BP Settlement Offers New Opportunities
On Thursday morning, press conferences were held across the Gulf Coast to announce a $18.5 billion settlement with BP. Once this settlement is approved by the court, it will put an end to the legal proceedings between BP and the states to quantify the damage caused to the Gulf Coast as a result of the 2010 Deepwater Horizon oil spill, as well as BP’s liability for that damage.
Alabama will receive a total of $2.3 billion from the settlement over the course of 18 years, which will be split between the state’s General Fund and the Alabama Gulf Coast Recovery Council (AGCRC). $1 billion will be paid to the General Fund to assist with what the governor is calling “economic recovery,” while the AGCRC will receive $1.3 billion to fund coastal restoration projects.

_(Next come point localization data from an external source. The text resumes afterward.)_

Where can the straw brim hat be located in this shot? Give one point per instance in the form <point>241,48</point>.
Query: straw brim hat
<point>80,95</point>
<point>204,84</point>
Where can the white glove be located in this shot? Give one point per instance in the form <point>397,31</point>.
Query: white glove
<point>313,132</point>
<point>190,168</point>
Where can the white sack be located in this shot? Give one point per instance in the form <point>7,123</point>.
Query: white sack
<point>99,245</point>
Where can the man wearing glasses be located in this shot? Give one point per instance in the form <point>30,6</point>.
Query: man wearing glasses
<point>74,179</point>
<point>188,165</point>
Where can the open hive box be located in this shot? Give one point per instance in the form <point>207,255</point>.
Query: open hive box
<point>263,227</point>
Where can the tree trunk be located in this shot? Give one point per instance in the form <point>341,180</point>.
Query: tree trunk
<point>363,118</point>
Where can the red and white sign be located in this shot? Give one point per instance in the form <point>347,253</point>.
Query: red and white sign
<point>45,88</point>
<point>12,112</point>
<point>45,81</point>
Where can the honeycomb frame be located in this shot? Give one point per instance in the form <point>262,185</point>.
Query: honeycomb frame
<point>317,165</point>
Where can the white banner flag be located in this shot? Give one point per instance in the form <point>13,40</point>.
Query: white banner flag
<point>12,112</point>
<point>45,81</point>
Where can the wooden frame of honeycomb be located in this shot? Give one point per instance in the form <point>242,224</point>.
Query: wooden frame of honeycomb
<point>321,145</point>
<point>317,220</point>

Governor Bentley stressed that even though the General Fund will be seeing an influx of cash, we do not know when to expect the payments from BP, and this money is “not a solution” to the state’s budget crisis. Legislators will still return to Montgomery later this summer for a special legislative session to draft a 2016 budget. We believe that the $1 billion being allocated to the General Fund should be used to fund line items directly related to Alabama’s natural resources, including state parks and public lands and the Department of Environmental Management. Our state parks are facing devastating budget cuts, and closing these parks would be disastrous for the communities that rely on them as economic drivers.

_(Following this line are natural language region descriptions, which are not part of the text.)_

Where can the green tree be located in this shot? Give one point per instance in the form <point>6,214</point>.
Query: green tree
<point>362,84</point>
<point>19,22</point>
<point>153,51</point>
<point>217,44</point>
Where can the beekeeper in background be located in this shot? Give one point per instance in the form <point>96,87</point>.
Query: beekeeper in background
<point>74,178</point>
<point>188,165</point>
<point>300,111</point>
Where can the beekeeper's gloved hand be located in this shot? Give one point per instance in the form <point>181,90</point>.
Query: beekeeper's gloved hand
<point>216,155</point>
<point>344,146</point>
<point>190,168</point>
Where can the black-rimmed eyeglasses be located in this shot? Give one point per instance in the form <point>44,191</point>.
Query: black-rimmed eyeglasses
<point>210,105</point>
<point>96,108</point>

Since the money has been divided between the General Fund and the AGCRC, it is crucial that the funding the AGCRC receives is spent only on environmental restoration projects. We all know that Alabama’s natural resources are the foundation of its economy, and spending this money on anything but making sure those resources are healthy and resilient is short-sighted.
If spent correctly, the settlement money will make large-scale, long-lasting improvements in our state. Conservation Alabama is committed to making sure that the legacy of this settlement is a healthier, stronger, more vibrant Alabama.